Welcome to New Orleans in the post-apocalypse, half baked and half deluged: pestilent, eerie, unnaturally quiet.
Scraggly residents emerge from waterlogged wood to say strange things, and then return into the rot. Cars drive the wrong way on the Interstate and no one cares. Fires burn, dogs scavenge, and old signs from les bons temps have been replaced with hand-scrawled threats that looters will be shot dead.

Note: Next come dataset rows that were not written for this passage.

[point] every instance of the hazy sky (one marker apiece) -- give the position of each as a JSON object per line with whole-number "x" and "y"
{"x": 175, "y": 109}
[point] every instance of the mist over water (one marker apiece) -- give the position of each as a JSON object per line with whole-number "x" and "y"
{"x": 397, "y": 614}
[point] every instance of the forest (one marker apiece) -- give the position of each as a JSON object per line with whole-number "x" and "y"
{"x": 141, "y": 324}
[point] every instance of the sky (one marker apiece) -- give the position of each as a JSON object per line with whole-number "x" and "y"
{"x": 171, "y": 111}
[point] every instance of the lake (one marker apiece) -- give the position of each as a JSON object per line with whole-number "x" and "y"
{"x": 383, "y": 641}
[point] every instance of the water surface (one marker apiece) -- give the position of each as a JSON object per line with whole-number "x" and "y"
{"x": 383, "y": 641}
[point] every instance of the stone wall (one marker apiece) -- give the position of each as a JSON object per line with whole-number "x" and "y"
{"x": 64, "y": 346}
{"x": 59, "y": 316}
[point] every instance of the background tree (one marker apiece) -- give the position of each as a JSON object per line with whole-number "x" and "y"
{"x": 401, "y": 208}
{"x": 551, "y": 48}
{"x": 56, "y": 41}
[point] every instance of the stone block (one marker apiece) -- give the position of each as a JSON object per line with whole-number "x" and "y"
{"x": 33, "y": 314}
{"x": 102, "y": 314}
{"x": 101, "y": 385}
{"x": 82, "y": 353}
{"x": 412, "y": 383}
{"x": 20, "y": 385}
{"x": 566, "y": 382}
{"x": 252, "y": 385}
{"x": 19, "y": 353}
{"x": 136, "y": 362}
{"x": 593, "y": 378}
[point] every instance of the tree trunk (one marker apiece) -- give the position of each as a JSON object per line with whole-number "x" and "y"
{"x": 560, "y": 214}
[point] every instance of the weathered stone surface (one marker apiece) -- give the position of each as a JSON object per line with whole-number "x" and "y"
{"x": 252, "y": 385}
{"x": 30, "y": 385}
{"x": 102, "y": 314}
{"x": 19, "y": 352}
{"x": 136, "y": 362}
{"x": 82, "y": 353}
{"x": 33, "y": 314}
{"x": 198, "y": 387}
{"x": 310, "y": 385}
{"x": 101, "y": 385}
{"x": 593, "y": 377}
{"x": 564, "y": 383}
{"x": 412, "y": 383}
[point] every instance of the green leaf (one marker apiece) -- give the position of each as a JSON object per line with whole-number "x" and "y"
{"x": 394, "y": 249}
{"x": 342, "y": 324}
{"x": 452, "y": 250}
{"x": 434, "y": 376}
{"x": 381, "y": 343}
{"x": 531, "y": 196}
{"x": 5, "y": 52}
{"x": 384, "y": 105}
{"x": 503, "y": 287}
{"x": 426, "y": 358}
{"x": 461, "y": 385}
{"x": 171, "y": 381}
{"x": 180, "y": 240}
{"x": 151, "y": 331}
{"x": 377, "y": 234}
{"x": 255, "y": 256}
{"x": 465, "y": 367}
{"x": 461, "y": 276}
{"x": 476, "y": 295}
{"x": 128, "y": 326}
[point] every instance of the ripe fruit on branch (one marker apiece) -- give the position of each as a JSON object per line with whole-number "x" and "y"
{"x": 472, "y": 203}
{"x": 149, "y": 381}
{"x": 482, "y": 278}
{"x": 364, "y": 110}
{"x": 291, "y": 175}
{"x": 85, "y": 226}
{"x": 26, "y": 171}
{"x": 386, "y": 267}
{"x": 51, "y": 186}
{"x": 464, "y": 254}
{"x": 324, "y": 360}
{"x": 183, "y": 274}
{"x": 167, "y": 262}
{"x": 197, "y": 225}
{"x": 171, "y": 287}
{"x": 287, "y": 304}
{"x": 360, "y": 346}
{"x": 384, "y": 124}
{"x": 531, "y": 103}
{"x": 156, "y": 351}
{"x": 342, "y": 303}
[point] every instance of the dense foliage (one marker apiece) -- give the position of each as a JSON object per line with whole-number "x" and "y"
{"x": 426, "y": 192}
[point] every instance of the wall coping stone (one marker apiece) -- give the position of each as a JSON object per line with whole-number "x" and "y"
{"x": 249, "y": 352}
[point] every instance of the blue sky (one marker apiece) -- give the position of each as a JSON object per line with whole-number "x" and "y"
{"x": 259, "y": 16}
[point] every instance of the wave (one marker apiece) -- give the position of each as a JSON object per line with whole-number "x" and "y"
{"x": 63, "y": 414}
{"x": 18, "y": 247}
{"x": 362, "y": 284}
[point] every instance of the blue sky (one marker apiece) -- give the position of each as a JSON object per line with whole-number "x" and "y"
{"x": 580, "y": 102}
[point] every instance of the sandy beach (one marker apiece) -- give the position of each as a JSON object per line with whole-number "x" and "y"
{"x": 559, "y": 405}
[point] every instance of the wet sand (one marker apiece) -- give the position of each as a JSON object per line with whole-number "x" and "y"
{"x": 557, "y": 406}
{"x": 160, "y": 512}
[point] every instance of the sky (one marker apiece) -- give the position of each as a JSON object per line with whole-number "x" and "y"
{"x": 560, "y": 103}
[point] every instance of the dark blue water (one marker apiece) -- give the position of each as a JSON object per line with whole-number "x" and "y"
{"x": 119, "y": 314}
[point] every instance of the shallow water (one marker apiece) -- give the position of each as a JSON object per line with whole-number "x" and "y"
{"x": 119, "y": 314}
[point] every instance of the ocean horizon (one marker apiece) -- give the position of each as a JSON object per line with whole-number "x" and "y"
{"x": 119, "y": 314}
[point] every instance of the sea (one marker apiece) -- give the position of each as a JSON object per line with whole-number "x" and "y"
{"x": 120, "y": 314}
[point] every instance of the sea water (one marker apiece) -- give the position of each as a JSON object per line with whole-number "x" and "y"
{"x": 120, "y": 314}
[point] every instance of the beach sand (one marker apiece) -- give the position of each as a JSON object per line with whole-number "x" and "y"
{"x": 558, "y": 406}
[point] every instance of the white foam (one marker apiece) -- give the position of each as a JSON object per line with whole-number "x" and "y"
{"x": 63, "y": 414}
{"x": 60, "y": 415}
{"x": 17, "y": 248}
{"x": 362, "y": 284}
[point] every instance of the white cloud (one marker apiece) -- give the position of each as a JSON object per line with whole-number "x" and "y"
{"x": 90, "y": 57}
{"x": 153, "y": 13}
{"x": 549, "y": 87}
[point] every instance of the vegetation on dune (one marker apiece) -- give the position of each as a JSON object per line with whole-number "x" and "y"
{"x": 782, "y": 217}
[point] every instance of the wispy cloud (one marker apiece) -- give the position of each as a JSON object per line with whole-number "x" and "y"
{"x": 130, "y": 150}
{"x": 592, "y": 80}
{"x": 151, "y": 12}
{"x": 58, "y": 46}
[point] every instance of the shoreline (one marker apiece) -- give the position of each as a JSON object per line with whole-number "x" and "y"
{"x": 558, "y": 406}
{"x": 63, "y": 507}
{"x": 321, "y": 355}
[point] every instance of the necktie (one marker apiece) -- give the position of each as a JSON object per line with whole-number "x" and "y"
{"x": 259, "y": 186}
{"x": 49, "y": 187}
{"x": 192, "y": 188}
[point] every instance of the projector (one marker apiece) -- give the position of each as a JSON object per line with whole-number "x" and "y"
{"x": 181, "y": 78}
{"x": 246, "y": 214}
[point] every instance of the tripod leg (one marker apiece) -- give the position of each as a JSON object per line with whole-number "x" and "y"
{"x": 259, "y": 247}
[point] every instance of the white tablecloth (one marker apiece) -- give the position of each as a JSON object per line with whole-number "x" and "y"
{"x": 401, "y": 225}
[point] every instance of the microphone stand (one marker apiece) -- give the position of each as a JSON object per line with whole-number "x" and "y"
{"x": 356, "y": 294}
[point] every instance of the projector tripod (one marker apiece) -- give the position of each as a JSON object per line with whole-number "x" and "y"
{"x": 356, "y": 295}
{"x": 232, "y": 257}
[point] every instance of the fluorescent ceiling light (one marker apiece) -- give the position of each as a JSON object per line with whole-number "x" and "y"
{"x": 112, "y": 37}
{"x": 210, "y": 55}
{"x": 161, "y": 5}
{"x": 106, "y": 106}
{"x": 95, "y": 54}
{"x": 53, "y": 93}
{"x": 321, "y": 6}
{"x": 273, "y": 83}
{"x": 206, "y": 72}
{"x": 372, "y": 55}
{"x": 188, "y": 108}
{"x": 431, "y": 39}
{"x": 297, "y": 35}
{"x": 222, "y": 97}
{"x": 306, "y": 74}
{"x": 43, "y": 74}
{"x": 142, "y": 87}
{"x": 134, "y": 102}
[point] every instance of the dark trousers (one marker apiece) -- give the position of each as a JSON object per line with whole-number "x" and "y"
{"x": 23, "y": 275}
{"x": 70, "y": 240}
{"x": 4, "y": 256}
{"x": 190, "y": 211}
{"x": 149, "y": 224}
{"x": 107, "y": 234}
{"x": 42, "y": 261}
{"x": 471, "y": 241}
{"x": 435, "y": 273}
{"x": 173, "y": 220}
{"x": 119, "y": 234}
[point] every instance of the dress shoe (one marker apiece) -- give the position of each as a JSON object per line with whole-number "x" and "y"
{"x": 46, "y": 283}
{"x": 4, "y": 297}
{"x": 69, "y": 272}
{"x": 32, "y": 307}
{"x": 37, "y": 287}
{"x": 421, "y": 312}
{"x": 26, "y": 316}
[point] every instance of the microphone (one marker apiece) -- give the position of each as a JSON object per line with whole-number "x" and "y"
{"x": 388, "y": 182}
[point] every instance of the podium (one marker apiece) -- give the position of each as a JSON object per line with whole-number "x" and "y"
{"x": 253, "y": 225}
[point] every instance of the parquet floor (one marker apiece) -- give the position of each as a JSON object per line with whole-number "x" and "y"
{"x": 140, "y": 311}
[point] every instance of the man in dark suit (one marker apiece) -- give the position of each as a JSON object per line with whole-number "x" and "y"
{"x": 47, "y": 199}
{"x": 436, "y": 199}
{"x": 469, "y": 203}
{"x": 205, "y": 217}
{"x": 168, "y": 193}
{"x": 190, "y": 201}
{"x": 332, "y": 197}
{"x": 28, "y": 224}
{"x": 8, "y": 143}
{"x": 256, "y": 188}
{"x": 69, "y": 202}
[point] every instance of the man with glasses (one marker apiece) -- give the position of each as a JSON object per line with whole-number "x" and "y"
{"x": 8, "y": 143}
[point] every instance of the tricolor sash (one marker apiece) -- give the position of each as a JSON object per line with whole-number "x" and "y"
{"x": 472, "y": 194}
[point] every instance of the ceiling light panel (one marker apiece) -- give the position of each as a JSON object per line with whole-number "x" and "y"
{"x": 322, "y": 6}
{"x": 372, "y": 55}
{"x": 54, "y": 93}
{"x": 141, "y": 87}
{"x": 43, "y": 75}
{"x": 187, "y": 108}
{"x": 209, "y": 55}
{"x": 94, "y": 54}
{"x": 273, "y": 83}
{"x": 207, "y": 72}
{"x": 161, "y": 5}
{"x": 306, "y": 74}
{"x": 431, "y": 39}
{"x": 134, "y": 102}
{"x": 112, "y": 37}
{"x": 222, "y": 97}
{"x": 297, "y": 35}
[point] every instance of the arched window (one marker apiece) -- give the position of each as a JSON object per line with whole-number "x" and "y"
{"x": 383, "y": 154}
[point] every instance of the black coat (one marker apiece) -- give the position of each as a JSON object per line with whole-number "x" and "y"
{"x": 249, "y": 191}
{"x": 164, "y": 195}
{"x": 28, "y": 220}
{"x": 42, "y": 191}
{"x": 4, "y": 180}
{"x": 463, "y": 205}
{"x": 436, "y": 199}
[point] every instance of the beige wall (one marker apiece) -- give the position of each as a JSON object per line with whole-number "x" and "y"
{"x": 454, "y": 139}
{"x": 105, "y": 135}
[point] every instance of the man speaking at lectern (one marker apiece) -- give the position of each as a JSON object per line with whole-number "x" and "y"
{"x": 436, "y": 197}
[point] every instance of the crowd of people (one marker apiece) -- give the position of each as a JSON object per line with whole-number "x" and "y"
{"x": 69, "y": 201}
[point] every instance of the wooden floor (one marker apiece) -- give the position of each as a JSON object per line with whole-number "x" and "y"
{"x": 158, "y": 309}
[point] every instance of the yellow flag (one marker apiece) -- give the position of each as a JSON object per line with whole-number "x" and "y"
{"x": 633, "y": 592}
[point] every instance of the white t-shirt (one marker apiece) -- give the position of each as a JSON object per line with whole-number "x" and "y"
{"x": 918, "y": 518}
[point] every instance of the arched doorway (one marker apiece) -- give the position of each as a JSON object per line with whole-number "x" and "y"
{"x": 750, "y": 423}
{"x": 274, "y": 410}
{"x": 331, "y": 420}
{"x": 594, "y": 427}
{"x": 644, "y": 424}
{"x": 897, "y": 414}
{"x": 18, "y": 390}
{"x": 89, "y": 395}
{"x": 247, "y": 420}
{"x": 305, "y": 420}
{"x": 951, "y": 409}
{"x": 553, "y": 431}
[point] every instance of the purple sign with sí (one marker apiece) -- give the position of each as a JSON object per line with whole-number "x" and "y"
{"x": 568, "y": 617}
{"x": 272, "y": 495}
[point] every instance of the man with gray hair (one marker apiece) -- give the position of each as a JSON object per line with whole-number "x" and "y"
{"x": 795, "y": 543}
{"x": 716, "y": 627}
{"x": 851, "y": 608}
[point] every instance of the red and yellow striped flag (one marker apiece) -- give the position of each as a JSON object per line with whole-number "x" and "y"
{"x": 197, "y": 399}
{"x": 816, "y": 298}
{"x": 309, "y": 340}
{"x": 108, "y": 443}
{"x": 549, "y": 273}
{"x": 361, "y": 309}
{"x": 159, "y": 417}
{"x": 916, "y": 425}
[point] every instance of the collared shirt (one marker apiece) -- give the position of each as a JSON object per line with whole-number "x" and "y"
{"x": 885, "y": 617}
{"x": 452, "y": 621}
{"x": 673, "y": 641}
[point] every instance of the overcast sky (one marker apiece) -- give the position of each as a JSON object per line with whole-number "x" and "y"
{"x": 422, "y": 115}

The incomprehensible has become so routine here that it tends to lull you into acceptance. On Sunday, for example, several soldiers on Jefferson Highway had guns aimed at the heads of several prostrate men suspected of breaking into an electronics store.
A car pulled right up to this tense scene and the driver leaned out his window to ask a soldier a question: “Hey, how do you get to the interstate?”
>snip< Here, then, the New Orleans of today, where open fire hydrants gush the last thing needed on these streets; where one of the many gag-inducing smells – that of rancid meat – is better than MapQuest in pinpointing the presence of a market; and where images of irony beg to be noticed. >snip< On Clouet Street, where a days-old fire continues to burn where a warehouse once stood, a man on a bicycle wheels up through the smoke to introduce himself as Strangebone. The nights without power or water have been tough, especially since the police took away the gun he was carrying – “They beat me and threatened to kill me,” he says – but there are benefits to this new world. “You’re able to see the stars,” he says. “It’s wonderful.” >snip<
Meanwhile, back downtown, the shadows of another evening crept like spilled black water over someone’s corpse.
What I like about the story is the fact that this hurricane has been a great leveler. Not in the sense that the rich were left behind to grovel with the poor, as that certainly is not the case, but that when push comes to shove, all countries deal with disaster in the same way. When something comes along to shake the foundations of a social structure, no matter where you live, there will be looting, starvation, disease, anarchy, and death.
Another article from yahoo, deals with a Belizean family who don’t want to leave their home in New Orleans. After weathering the worst of it, they just as soon stay put.
“Americans have too much easy life, so when hardship come around, they can’t take it,” she told Reuters with a smile as she sat beside a canoe full of plantains and other produce.
These and other stories remind me of something I read in the Bible about the Meek Inheriting the Earth. The social structure in New Orleans has turned upside down. The people at the bottom of the pyramid are better equipped to cope with life in a disaster area.
I like the poetic justice of it all. Here we are, the richest country in the world, happily bombing Iraq into smithereens and here comes this hurricane and devastates a beloved city. And then, before you know it, there are corpses lying in the streets for days. Yet some of the people left behind are able to see peace and beauty in the silence and in the dark.